One question that I am frequently asked is ‘how do you stay motivated’?

People envisage motivation as being high energy, jumping out of bed each morning with fists clenched and ready for action. Always enthused and smiling, relentless in the pursuit of goals.

This is overly simplistic and of course unrealistic in the long term.

What people forget is that the very definition for motivation is ‘a reason or reasons for acting or behaving in a particular way’ or in other words the ‘motive’!

This is absolutely key.

If you find your ‘motive’ then you are truly quipped with your compass.  The guiding principal for your day to day actions and interactions.  Whether this is individually, part of a team or organisation your thinking and behaviours should align to this.
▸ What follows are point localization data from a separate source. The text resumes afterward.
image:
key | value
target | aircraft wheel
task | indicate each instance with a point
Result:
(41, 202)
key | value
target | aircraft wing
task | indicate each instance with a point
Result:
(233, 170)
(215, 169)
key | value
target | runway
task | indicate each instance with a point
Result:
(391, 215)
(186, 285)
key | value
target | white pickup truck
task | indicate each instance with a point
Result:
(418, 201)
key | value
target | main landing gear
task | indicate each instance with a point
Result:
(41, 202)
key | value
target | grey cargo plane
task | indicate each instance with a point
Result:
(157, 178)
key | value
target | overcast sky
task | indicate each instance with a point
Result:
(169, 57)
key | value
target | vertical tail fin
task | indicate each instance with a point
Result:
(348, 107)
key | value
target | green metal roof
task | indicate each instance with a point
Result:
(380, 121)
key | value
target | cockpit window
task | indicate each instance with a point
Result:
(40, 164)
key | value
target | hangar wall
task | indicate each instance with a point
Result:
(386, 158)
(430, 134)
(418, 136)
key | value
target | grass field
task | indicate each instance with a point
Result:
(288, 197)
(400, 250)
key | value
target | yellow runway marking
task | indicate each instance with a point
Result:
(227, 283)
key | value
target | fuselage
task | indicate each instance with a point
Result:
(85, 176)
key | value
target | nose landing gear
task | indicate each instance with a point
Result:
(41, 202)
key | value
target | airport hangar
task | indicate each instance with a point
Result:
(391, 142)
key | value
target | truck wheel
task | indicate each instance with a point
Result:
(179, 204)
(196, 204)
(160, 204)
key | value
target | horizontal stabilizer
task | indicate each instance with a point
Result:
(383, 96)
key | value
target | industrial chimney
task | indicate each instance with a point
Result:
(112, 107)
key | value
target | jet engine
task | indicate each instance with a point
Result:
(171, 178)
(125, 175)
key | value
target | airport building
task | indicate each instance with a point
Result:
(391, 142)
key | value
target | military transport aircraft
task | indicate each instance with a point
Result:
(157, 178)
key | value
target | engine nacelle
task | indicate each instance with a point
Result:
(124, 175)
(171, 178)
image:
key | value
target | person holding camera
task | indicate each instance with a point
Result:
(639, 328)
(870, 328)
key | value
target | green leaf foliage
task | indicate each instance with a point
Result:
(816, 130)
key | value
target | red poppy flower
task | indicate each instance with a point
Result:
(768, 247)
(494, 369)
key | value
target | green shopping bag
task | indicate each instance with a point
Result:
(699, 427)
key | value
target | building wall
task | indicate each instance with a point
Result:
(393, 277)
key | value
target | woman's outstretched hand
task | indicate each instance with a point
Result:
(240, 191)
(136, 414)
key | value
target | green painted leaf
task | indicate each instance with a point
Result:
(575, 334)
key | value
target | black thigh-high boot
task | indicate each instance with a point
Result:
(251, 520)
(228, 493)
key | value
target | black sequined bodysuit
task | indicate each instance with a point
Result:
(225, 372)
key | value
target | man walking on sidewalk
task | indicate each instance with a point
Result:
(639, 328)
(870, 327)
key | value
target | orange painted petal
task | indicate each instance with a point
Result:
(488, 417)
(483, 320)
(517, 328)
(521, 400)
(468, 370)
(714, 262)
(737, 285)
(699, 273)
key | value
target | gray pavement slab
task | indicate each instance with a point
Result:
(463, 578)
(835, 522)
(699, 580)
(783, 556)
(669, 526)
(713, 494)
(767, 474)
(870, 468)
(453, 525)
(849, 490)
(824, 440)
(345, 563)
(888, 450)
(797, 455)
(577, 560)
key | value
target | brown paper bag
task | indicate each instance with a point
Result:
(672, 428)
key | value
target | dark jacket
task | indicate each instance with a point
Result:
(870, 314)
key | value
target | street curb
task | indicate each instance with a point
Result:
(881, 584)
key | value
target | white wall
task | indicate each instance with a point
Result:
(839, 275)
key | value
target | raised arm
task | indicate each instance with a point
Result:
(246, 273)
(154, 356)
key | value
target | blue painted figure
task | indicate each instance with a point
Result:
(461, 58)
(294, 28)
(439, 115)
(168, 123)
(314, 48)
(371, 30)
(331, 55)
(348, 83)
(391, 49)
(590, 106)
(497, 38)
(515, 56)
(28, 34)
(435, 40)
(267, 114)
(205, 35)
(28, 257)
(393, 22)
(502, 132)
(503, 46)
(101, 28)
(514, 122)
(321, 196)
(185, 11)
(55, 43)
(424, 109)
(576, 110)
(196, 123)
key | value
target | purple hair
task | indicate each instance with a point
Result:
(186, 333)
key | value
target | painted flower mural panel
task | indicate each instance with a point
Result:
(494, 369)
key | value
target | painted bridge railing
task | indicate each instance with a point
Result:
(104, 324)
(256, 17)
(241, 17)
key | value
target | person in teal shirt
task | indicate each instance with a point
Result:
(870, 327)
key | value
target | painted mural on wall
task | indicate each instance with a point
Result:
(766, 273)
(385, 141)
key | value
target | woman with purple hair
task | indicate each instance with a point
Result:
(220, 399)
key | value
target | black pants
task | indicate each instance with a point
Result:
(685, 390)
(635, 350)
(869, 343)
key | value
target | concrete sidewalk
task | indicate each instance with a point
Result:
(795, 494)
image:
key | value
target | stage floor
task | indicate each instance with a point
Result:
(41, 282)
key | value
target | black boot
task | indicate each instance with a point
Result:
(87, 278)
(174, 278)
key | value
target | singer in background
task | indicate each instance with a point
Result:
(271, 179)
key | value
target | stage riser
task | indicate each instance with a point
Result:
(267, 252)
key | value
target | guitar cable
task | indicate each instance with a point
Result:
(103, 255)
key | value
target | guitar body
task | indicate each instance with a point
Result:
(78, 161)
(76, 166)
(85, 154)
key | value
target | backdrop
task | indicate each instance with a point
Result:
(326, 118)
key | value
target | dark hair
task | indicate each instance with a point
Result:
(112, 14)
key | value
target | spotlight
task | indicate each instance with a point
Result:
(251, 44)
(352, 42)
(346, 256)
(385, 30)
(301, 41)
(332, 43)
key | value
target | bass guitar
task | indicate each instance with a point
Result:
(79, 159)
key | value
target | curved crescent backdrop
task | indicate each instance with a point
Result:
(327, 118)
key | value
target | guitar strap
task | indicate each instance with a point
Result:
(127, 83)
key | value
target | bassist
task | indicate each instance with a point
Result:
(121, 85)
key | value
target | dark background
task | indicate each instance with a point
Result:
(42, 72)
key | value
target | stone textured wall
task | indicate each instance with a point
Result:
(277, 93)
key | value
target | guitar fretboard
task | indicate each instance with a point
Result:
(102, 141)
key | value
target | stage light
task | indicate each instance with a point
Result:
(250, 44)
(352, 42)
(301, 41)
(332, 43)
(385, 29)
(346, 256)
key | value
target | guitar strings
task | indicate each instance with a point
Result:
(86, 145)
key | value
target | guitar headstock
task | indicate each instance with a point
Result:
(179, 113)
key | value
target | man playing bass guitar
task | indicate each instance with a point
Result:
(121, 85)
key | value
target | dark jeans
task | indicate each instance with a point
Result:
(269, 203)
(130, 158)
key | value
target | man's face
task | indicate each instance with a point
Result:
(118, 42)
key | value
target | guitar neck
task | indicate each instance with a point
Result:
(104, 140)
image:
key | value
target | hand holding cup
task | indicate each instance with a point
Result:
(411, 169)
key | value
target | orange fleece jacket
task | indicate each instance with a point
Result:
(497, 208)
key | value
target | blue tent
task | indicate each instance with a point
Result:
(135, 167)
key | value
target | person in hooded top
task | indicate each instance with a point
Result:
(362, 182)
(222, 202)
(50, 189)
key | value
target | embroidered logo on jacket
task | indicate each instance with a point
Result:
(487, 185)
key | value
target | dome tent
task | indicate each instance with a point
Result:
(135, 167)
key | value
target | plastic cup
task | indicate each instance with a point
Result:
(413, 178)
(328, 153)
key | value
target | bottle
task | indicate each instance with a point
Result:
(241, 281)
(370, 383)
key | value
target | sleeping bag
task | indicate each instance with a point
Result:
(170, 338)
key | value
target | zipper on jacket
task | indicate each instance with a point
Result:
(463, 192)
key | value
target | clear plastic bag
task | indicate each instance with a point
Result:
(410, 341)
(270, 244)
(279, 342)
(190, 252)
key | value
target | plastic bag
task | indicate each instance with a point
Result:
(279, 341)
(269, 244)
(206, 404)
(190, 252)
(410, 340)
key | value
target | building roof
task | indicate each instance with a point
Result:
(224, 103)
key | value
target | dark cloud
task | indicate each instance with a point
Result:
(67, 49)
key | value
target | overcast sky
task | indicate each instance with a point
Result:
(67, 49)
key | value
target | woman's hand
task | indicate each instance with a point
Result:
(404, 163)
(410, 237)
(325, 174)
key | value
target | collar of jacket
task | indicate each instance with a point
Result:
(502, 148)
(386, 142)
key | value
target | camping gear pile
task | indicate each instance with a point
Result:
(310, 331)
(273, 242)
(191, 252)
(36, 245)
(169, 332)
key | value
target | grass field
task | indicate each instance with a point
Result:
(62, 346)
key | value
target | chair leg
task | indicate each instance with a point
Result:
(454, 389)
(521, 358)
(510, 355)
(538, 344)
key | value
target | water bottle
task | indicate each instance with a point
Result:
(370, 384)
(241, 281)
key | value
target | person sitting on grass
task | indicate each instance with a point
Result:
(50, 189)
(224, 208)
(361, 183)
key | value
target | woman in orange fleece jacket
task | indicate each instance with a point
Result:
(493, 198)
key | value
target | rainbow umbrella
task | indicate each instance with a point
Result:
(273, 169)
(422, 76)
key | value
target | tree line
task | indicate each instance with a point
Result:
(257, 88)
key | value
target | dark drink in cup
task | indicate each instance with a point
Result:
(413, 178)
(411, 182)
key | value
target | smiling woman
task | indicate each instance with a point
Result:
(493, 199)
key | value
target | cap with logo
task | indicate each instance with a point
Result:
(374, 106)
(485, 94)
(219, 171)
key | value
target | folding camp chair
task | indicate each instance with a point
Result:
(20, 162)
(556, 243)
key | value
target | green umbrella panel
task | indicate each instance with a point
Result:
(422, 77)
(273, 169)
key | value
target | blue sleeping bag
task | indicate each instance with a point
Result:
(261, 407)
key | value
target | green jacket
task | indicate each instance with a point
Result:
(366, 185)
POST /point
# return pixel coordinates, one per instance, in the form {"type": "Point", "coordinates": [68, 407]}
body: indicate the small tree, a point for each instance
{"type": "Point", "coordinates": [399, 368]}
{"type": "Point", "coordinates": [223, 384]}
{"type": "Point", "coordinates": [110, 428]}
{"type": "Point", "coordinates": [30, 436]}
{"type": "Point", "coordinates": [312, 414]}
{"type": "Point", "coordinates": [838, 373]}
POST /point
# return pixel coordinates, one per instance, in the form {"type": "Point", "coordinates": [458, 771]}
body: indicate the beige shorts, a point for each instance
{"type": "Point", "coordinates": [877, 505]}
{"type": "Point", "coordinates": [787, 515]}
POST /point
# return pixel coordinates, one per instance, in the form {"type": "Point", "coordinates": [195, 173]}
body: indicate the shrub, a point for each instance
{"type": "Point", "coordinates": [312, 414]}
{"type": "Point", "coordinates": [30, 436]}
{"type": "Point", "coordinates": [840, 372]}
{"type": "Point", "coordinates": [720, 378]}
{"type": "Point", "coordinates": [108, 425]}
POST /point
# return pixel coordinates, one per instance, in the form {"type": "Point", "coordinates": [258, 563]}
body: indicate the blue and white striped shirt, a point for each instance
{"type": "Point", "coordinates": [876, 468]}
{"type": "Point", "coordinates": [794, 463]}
Maslow spoke of ‘self actualisation’ and Sinek refers to our ‘why’.  It is something deep and profound and this ‘motive’ in turn drives us in the real sense.

In reality, many overlook their ‘motive’ with an over emphasis perhaps on financial reward. Maybe chasing that bonus in the workplace or perhaps buying an expensive car with the belief that this is their motivation.  This is because in reality they haven’t considered the real ‘motive’ behind their intent.  So too, some companies overly focus upon the outcomes, losing sight of their ‘motive’ and this in turn negatively effects their potential success in the long run.

For those who remain overly focused upon outcomes it is likely that the real ‘motive’ will remain unknown to them.  That is why you may have noticed that the novelty of the new bonus or car, the new organisational system or structure, tends to wear off and the same feelings of longing for something ‘better’ re-emerge.

Research has clearly shown the extrinsic rewards such as a financial bonus or a new car motivates us temporarily but inevitably we revert back to our old ways in time.  I’m not suggesting that they are aren’t useful, but they need to be combined with intrinsic rewards such as feeling more included and being valued by others which leads to longer lasting embedded change.

The best companies in the world and the most successful leaders as individuals are very clear in finding their ‘motive’; what makes them unique and they focus relentlessly upon this.

The benefits and successes that they subsequently experience whether these are financial or status orientated, are almost secondary to this and an inevitable by-product of their powerful ‘motive’.

Steve Jobs of Apple was attributed as saying for example that the ‘motive’ of the company was ‘to remove the barrier of having to learn to use a computer’.  Simple really, but so very effective when we now look at the ease at which a child for example can use an ipad or iphone! It has transformed our world.   As a company, Apple’s subsequent success in terms of financial gain and company status has resulted as a consequence of their singular focus upon their ‘motive’.

So, take the time to find your ‘motive’ rather than your motivation and you too can experience long lasting change and greater success.